In awarding the Nobel Prize in economics, the Swedish committee wrote that Ben Bernanke’s 1983 paper, for which he was given the prize, showed that the Great Depression “became so deep and so protracted in large part because bank failures destroyed valuable banking relationships, and the resulting credit supply contraction left significant scars in the real economy. These were new insights …”
New insights? By 1983, this was standard economic history. So I went back and read the paper, “Non-Monetary Effects of the Financial Crisis in the Propagation of the Great Depression.”
What is striking about the paper is how conventional it is. Bernanke begins, “We argue that the financial disruptions of 1930-33 reduced the efficiency of the credit allocation process; and that the resulting higher cost and reduced availability of credit acted to depress aggregate demand.”

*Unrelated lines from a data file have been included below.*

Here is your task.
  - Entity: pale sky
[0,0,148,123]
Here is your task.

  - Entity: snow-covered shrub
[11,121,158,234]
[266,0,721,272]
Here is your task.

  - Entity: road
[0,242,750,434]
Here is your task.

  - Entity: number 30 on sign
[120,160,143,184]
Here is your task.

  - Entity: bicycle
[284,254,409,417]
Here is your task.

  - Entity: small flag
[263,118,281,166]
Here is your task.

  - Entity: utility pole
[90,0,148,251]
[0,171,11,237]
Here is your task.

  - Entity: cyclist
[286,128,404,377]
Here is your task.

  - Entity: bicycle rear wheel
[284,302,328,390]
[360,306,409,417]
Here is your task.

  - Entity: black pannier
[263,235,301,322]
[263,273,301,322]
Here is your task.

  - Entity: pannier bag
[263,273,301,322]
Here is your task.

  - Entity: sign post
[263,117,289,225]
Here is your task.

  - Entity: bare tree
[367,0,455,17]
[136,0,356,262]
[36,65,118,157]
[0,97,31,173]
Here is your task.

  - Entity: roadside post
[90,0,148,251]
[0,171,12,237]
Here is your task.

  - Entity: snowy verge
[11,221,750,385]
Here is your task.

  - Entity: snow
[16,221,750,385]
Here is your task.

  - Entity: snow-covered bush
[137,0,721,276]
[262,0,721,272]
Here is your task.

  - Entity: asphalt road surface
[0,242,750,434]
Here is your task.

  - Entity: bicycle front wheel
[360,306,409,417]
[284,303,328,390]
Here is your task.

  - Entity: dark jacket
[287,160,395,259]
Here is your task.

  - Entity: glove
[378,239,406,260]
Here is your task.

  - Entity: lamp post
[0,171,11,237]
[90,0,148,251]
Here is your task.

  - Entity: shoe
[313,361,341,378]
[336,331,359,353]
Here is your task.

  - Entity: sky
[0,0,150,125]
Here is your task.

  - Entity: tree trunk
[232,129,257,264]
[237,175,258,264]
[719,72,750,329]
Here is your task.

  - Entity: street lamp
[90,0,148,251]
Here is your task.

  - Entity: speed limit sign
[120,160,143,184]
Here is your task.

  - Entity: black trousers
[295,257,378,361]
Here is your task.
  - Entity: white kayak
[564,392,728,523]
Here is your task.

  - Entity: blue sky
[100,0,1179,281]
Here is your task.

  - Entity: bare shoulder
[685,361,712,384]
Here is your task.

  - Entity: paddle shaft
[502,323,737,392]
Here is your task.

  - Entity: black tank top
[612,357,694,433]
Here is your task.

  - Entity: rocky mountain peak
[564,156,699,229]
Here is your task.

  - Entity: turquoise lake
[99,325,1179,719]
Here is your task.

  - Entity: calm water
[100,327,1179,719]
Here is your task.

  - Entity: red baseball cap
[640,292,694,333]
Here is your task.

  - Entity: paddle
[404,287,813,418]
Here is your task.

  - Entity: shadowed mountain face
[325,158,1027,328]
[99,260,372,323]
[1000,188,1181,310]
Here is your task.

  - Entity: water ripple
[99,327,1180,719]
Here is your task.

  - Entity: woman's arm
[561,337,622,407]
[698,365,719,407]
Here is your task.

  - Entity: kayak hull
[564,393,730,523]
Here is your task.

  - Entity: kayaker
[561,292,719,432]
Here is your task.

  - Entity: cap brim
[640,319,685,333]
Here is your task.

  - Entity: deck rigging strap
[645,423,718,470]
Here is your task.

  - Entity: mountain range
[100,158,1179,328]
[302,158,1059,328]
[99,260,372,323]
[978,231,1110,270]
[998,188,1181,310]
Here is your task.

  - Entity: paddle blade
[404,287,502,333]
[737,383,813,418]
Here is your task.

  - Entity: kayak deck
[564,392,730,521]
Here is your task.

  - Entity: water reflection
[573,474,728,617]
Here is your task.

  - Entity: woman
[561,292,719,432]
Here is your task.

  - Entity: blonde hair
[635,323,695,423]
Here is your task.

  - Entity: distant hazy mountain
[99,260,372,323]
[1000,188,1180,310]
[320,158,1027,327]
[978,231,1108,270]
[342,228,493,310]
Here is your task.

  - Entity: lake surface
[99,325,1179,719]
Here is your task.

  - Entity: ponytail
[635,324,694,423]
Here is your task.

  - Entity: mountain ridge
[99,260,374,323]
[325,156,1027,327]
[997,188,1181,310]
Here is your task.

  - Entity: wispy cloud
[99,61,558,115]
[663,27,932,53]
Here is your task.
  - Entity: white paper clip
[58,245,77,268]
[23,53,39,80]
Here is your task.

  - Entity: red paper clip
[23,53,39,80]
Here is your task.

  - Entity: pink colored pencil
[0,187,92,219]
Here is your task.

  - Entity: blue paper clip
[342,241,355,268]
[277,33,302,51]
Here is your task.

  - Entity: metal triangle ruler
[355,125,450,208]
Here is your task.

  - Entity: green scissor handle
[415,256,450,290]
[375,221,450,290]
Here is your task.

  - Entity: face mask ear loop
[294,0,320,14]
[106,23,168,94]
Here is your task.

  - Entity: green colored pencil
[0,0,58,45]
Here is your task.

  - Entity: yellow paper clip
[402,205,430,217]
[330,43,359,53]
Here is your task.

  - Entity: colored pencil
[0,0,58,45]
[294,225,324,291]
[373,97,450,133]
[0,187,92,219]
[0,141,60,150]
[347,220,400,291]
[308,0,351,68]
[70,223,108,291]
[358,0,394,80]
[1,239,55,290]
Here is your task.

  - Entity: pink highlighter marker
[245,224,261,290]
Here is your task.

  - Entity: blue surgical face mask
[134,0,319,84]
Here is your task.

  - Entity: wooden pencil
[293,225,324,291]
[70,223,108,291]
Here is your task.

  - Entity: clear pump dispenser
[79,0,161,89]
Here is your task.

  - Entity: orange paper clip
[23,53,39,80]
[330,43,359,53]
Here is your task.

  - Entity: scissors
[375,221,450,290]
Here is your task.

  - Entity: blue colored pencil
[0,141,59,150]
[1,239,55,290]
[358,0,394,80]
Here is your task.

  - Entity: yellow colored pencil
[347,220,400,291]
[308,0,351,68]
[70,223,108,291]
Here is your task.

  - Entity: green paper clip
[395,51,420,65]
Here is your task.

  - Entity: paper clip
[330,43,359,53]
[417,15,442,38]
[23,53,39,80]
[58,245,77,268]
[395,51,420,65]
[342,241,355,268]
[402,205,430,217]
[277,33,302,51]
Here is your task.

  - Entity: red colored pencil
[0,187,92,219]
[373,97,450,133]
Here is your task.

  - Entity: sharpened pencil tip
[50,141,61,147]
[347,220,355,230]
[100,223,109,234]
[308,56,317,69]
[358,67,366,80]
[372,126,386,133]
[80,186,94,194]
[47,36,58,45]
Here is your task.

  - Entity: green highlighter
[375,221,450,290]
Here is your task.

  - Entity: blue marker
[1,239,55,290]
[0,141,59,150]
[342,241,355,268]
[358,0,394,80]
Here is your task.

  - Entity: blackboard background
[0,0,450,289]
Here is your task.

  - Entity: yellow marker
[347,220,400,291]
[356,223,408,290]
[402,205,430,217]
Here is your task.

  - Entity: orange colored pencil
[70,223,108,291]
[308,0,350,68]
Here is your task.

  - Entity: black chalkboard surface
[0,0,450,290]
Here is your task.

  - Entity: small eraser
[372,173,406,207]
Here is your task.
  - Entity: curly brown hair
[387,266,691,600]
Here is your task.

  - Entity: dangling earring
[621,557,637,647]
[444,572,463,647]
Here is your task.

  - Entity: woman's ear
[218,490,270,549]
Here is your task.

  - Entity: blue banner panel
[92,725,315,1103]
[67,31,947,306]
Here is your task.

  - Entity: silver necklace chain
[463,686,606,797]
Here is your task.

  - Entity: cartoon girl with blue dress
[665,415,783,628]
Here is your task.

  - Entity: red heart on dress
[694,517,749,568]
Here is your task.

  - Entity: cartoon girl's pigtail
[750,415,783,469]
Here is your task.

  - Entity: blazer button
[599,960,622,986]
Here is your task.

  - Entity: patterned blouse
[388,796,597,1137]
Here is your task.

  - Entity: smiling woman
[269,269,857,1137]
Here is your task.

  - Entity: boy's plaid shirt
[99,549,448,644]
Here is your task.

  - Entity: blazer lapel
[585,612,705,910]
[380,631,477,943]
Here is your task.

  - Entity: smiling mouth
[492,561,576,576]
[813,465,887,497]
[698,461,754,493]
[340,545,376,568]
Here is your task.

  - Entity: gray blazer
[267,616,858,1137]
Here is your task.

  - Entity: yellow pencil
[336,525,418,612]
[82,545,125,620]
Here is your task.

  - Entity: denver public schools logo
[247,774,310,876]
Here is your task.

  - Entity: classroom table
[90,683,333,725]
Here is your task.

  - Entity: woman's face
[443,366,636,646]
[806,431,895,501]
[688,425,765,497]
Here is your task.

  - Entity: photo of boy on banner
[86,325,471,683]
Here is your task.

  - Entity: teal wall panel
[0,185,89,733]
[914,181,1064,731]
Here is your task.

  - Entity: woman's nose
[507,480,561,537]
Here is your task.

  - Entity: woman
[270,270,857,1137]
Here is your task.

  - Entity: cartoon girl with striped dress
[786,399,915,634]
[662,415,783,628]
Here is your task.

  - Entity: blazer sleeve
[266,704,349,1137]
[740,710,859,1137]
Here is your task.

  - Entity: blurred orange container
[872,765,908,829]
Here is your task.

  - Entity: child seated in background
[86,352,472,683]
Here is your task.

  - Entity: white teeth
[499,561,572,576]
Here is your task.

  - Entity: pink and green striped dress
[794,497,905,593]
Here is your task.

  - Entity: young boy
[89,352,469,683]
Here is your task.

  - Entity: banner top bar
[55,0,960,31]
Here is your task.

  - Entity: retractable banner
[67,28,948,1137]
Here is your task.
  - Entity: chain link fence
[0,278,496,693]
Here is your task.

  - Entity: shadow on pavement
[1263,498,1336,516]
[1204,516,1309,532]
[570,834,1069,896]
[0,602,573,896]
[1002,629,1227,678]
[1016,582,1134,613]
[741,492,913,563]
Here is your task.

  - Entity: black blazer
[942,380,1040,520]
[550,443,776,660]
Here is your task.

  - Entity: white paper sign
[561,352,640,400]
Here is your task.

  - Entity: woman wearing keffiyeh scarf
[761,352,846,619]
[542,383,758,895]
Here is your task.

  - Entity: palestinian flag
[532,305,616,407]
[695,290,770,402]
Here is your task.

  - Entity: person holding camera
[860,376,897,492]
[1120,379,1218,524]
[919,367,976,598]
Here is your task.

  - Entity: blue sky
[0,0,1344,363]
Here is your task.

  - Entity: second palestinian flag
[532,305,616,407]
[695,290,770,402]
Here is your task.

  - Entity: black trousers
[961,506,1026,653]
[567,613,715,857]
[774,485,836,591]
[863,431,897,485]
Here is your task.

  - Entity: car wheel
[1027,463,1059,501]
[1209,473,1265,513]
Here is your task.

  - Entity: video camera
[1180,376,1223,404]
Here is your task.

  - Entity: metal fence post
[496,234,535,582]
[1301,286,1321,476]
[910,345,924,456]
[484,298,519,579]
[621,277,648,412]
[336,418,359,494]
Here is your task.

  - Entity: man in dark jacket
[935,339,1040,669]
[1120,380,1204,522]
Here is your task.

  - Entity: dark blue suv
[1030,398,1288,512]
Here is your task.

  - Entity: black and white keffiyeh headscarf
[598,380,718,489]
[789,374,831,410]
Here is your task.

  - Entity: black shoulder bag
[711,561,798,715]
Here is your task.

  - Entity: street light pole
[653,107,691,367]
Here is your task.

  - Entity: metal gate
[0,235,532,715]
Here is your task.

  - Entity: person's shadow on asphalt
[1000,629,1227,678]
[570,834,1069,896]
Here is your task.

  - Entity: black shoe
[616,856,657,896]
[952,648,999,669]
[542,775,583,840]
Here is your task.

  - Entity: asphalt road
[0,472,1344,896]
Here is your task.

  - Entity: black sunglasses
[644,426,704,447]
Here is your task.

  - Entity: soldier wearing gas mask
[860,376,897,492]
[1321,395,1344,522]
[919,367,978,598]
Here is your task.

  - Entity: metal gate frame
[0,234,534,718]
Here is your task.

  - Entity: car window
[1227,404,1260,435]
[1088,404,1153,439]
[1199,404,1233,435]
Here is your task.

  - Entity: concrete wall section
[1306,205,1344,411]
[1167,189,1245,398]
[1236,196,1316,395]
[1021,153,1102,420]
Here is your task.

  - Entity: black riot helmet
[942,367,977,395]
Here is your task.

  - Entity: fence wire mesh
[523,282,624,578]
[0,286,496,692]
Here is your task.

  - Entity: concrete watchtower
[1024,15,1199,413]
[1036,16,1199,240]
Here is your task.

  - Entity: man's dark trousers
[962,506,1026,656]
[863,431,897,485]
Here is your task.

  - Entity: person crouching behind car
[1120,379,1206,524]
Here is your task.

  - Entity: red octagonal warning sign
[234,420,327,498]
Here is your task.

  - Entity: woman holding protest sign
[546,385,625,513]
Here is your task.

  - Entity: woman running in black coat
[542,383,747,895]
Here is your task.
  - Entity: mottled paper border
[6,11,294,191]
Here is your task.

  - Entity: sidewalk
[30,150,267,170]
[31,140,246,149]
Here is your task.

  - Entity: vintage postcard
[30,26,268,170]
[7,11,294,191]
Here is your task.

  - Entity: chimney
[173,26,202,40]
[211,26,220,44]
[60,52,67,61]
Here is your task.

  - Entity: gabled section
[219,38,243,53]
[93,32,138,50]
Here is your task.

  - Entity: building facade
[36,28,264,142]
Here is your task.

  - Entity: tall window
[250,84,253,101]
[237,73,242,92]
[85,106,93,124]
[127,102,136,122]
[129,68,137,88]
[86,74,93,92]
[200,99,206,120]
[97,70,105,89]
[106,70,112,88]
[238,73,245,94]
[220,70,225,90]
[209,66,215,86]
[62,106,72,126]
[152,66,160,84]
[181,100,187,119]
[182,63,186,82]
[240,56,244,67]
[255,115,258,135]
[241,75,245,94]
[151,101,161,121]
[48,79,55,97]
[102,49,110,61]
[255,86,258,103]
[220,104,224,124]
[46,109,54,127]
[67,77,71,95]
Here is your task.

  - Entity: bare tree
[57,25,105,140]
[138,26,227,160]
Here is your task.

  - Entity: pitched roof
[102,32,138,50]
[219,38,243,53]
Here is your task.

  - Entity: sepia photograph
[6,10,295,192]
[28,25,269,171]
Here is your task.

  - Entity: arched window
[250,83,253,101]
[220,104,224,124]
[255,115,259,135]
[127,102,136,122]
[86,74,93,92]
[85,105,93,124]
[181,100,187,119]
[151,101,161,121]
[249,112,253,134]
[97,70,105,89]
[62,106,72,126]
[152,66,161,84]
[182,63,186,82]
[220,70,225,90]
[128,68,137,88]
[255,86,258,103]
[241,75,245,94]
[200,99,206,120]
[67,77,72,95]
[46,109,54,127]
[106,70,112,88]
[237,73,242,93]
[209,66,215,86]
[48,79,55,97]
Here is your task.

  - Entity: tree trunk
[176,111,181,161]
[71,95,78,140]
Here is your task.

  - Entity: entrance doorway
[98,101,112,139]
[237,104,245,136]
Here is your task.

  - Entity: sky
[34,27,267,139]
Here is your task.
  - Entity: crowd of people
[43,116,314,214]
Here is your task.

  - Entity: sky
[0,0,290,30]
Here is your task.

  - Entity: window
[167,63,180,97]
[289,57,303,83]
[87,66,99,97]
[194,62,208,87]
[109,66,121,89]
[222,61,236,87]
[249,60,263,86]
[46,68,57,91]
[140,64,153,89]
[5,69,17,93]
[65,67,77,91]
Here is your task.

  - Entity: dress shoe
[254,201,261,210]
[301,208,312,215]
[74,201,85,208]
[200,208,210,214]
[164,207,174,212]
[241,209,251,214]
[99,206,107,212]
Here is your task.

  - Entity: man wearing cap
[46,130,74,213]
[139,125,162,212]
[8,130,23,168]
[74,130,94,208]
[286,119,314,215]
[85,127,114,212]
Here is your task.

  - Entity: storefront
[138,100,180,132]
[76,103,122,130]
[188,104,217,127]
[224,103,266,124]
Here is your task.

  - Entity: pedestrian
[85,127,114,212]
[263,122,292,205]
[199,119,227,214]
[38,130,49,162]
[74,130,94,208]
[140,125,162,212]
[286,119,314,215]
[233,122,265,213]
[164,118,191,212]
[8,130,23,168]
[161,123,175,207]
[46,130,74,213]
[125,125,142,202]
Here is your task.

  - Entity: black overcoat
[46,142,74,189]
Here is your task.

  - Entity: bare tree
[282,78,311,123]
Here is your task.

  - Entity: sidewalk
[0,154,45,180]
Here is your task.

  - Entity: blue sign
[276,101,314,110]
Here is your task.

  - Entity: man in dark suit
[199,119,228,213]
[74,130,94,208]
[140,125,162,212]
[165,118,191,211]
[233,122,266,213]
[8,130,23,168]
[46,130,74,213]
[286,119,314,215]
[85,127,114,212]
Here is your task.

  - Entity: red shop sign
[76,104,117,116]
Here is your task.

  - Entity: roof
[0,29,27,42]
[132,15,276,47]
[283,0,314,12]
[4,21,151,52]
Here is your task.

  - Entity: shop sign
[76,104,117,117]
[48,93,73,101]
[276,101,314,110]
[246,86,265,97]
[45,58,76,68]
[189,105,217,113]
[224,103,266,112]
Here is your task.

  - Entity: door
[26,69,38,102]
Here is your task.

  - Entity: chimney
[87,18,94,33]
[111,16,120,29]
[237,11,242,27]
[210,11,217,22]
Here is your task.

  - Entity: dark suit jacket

The paper then goes on to describe the various channels by which bank failures and credit contraction contributed to the downward spiral of the rest of the economy. The 38-page paper, narrative and almost journalistic, is familiar to anyone who has read economic history.
In 1983, Bernanke was a 29-year-old junior economist at the Stanford Business School and the conservative Hoover Institution. He did one brave thing in the paper. Sounding almost Keynesian in his discussion of aggregate demand, Bernanke politely demolished what was then the reigning theory in conservative circles, the argument of Milton Friedman and Anna Schwartz that the Great Depression was mainly the result of a contraction in the money supply.
Bernanke wrote, “There is much support for the monetary view. However, it is not a complete explanation of the link between the financial sector and aggregate output in the 1930s,” adding disingenuously that his paper “builds on the Friedman-Schwartz work …”
In a section acknowledging other work on banking and economic collapse, Bernanke wrote, “Minsky (1977) and Kindleberger (1978) have in several places argued for the inherent instability of the financial system, but in doing so have had to depart from the assumption of rational economic behavior” (emphasis added). Damn right they did! Anyone who thinks the system behaves “rationally” in a banking panic is a fool. It was Hyman Minsky who deserved the Nobel.
Bernanke went on to do more research on the financial system and the Great Depression. By the time he became Fed chair in February 2006, and the extreme deregulation of finance was incubating the 2008 financial collapse, Bernanke was worrying about the potential of a repeat of 1929. In a 2007 speech, he warned of the fragility of the shadow banking system. But he did nothing to restrict the general over-leveraging, though the Fed had plenty of power to crack down on the subprime scam.
When the crash did come, it was providential that the Fed chair was a close student of the 1930s. He used everything in the Fed’s arsenal, including some new inventions such as massive purchases of valueless securities, to keep bank insolvency from producing general collapse. For this, he does deserve some kind of prize.
But when it came to breaking up the giant banks, or using strong regulation to prevent further cycles of euphoria and crash, the conservative Bernanke flinched. For that, given all that he knew, Bernanke should be awarded the Ig-Nobel.